22nd November 2017 By: Natasha Odendaal - Creamer Media Senior Deputy Editor

JSE-listed real estate investment trust (Reit) Arrowhead Properties on Wednesday posted a 6.02% growth in dividend to 87.52c a share for the financial year ended September 30, in line with its forecast.

However, Arrowhead is forecasting a 6.5% reduction in dividend growth for the 2018 financial year, as the impact of a volatile and deteriorating operating environment bites, sending the company’s shares plunging over 10% on the Johannesburg bourse on Wednesday morning.

“We believe that, in the current economic environment, the company needs to be conservative. As a result, we have taken the strategic decision that, with effect from the 2018 financial year, we will no longer distribute any amounts that do not reflect a sustainable income base from which the company can deliver growth,” the Reit said in the financial results publication.

The new forecast reflected the full impact of the negative rental reversions and increased vacancies, it said, adding that it was mulling the possibility of changing the dividend declarations from quarterly to semi-annually.

The current market conditions are marked by “skittish investors”, low business confidence and tenants delaying letting decisions where possible, thereby translating into lower rentals, higher tenant installations and higher broker commissions.

Arrowhead posted revenue of R1.9-billion for the year to September 30, a rise on the R1.5-billion achieved in 2016.

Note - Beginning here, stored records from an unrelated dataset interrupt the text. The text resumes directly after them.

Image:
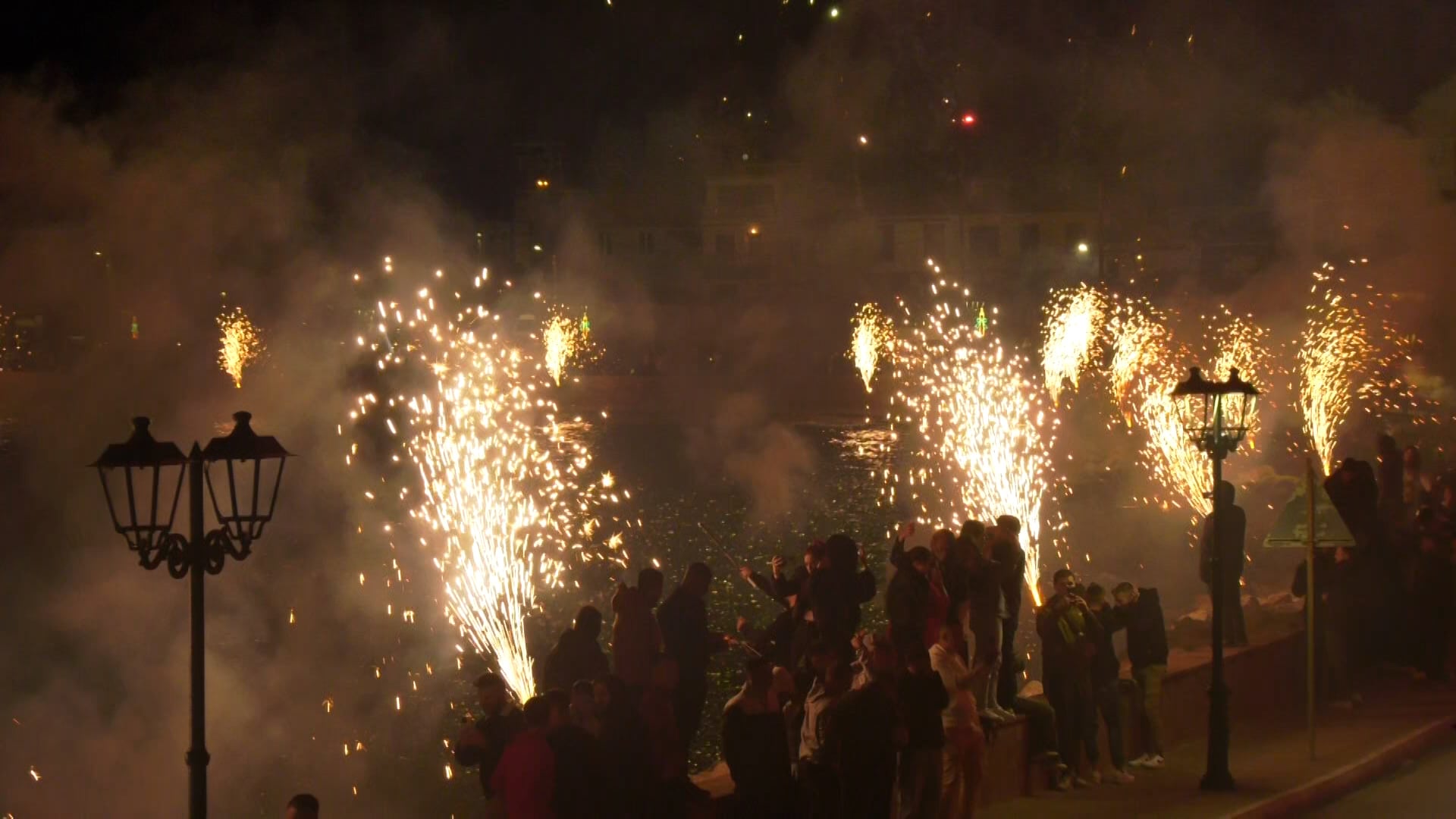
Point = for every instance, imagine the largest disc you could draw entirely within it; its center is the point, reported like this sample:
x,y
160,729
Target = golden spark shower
x,y
240,344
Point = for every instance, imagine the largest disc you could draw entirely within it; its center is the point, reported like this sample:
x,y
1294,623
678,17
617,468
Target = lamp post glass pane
x,y
143,500
243,493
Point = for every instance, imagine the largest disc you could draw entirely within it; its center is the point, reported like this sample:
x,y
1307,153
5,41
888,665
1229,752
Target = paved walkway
x,y
1267,760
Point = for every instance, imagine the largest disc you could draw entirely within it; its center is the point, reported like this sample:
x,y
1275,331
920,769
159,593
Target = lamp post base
x,y
1216,781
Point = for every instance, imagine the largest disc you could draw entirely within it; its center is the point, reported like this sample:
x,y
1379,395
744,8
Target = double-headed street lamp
x,y
143,483
1216,417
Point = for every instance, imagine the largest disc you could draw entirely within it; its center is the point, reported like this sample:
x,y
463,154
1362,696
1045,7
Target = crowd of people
x,y
1402,522
830,720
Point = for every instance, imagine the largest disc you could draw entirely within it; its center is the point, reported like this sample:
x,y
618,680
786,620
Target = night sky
x,y
450,88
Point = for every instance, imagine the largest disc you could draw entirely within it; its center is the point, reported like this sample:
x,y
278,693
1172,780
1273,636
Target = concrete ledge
x,y
1353,776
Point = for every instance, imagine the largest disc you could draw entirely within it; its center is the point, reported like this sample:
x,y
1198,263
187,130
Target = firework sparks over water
x,y
982,433
240,344
504,500
874,337
1071,330
1332,350
561,340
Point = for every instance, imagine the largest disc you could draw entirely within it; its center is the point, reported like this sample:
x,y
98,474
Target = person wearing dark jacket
x,y
755,748
577,653
686,639
526,774
484,742
836,591
922,701
864,733
1069,635
908,602
1106,689
1141,613
1012,567
1337,589
1228,548
580,787
635,635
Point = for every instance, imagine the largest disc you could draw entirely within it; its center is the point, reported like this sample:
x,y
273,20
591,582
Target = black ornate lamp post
x,y
1216,416
143,483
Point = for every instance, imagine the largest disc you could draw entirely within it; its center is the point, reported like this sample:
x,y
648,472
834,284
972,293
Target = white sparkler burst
x,y
1071,330
506,502
982,431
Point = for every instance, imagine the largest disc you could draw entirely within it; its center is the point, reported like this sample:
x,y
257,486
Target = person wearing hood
x,y
1228,547
577,654
755,746
1011,561
635,635
484,742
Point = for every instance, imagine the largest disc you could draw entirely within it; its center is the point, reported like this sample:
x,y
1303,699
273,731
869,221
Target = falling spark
x,y
1332,350
504,499
1071,330
240,344
983,438
874,337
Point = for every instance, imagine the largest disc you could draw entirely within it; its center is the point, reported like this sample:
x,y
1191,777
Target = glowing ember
x,y
982,436
504,500
874,337
1071,330
1332,350
561,340
240,344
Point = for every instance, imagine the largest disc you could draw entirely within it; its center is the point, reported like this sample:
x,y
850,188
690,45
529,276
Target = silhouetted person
x,y
302,806
1069,632
836,591
1141,613
1391,483
922,701
1012,567
484,742
908,599
580,787
635,637
1432,595
819,777
965,748
1229,544
625,744
683,621
1106,692
526,774
987,615
756,749
865,732
577,653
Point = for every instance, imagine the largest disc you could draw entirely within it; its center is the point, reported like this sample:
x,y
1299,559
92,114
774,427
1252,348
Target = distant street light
x,y
1216,417
142,496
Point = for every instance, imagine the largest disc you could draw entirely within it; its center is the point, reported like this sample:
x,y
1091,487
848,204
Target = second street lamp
x,y
1216,416
142,480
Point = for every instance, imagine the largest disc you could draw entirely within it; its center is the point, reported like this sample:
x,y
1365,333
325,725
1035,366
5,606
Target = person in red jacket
x,y
526,774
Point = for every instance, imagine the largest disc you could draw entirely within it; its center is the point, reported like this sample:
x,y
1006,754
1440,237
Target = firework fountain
x,y
240,344
1072,325
982,435
504,502
1332,352
873,338
563,341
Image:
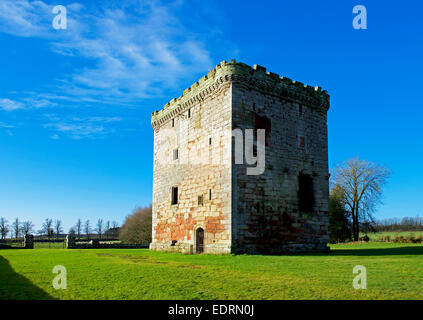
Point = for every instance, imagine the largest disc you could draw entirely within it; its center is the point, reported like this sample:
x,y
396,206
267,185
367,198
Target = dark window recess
x,y
174,195
305,193
200,200
263,123
302,142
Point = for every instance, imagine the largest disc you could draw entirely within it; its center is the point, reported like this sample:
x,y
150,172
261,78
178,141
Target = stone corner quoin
x,y
205,202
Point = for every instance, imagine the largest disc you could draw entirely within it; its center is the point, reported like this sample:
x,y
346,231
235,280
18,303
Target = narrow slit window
x,y
174,195
305,193
200,200
302,142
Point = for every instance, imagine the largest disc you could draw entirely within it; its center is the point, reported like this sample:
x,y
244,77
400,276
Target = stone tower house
x,y
204,200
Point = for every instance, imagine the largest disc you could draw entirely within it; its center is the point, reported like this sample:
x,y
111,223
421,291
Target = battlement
x,y
255,77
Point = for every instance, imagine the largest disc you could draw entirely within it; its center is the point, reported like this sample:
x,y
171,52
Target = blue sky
x,y
75,104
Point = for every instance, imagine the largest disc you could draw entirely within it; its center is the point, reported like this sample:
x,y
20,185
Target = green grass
x,y
394,271
375,235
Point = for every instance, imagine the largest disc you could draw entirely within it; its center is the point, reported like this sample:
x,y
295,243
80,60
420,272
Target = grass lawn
x,y
394,271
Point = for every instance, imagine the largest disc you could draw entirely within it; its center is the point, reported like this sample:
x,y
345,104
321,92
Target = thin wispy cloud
x,y
81,127
132,51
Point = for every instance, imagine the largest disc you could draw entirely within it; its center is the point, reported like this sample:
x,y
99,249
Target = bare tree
x,y
137,227
27,227
16,228
78,228
47,227
4,228
361,183
107,229
58,227
99,228
87,228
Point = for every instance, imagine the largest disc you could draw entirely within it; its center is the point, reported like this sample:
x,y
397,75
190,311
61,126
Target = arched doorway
x,y
199,240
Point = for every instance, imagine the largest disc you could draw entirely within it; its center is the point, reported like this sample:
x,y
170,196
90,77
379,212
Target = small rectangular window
x,y
174,195
200,200
305,193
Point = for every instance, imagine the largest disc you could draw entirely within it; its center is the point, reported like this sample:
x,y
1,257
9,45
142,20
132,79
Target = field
x,y
394,271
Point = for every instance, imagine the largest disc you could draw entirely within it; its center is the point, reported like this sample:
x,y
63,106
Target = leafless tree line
x,y
398,225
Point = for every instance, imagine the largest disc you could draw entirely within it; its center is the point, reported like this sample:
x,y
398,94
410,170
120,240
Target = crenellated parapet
x,y
254,77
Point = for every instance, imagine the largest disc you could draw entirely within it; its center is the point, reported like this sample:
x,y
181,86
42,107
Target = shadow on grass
x,y
400,251
13,286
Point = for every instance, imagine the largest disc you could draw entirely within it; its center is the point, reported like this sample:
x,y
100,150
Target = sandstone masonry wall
x,y
245,213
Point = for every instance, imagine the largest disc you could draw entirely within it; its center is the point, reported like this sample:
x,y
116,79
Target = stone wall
x,y
266,214
201,172
245,213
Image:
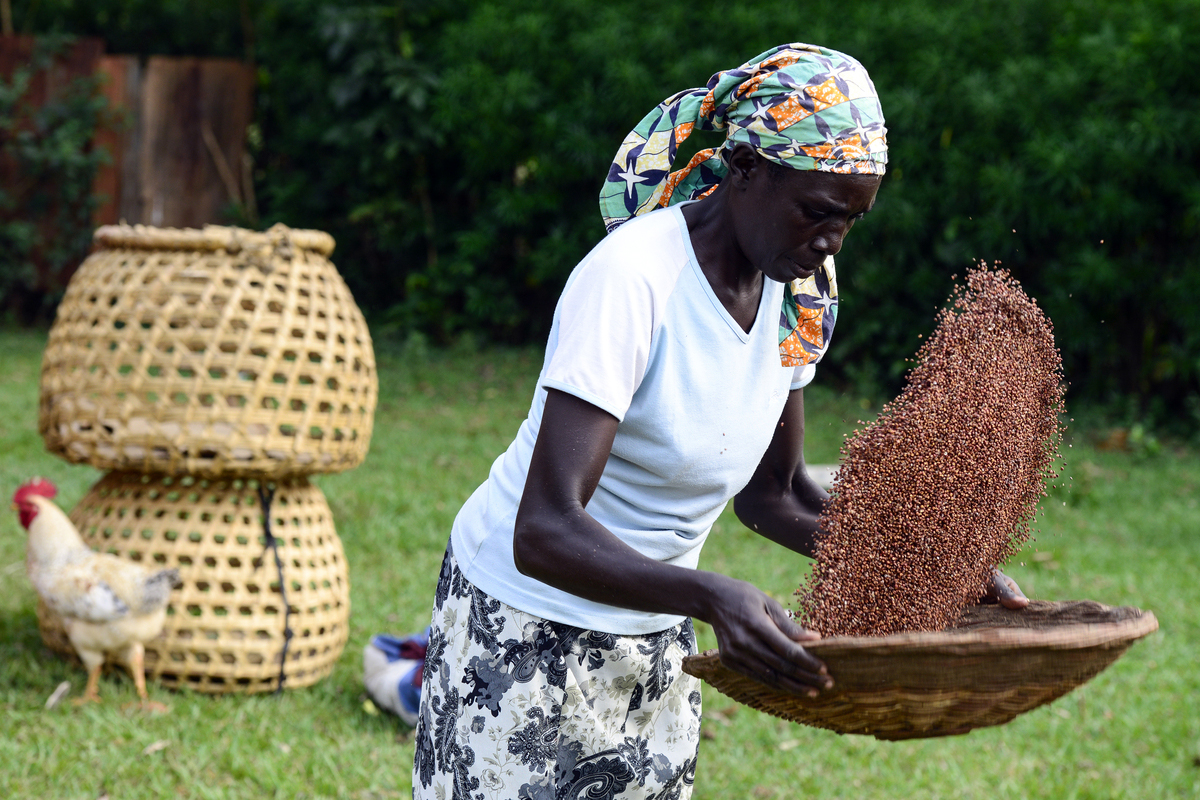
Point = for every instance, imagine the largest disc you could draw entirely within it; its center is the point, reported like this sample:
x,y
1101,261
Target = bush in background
x,y
456,150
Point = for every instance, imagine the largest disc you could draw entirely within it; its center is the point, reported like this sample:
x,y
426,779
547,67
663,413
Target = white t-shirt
x,y
640,334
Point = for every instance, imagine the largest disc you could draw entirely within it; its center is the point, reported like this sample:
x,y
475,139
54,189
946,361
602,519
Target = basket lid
x,y
213,238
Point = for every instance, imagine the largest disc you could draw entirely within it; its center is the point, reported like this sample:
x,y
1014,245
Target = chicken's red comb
x,y
39,486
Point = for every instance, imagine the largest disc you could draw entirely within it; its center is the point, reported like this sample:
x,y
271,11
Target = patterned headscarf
x,y
797,104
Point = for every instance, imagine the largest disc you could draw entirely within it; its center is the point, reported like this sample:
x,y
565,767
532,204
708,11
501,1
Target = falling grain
x,y
943,485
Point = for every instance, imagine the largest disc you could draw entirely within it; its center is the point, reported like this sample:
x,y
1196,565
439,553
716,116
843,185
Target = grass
x,y
1123,533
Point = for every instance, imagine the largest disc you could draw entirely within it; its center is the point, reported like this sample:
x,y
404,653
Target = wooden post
x,y
195,113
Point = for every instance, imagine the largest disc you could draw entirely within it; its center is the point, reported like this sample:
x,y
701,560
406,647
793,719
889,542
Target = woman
x,y
672,383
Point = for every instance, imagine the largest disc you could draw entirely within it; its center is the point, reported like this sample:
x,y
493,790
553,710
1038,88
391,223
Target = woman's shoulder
x,y
651,247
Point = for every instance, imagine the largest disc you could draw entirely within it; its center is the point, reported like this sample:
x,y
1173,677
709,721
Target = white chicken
x,y
109,606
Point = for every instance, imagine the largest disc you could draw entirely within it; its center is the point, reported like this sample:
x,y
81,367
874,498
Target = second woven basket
x,y
995,665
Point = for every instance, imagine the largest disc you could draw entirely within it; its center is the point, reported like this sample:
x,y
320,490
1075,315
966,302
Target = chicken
x,y
109,606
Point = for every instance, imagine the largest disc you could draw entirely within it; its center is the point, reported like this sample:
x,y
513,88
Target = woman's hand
x,y
1003,590
759,639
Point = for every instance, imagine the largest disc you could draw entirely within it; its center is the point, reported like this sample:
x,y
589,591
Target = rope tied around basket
x,y
271,542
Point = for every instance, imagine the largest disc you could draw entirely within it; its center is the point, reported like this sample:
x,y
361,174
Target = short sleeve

However, the increase was attributed to income derived from Gemgrow during the year under review, yearly escalations to existing leases and Indluplace acquiring a portfolio of income producing residential property of R499.3-million.

Vacancies increased from 7.8% in 2016 to 12.1% in the year under review.

“The rapid deterioration of market conditions, combined with many single-tenanted expiries that Arrowhead experienced during the year, led to this increase in vacancy, especially in the office market,” the company commented.

This has prompted Arrowhead to transition out of single-tenanted buildings over the medium term to reduce the risk associated with single-tenanted buildings.

The shrinking pool of tenants that resulted in heightened competition between property owners also negatively impacted on Arrowhead’s ability to fill vacant space and renew leases.

Arrowhead pointed out that the forecast did not account for the letting of vacant space or potential future acquisitions, which could present an upside.

However, the forecast, which has not been reviewed or reported on by the group's auditors, also assumes that there is no further material deterioration in the prevailing macroeconomic conditions, that no major tenant corporate failures will occur and that tenants will be able to absorb rising utility costs and rates recoveries.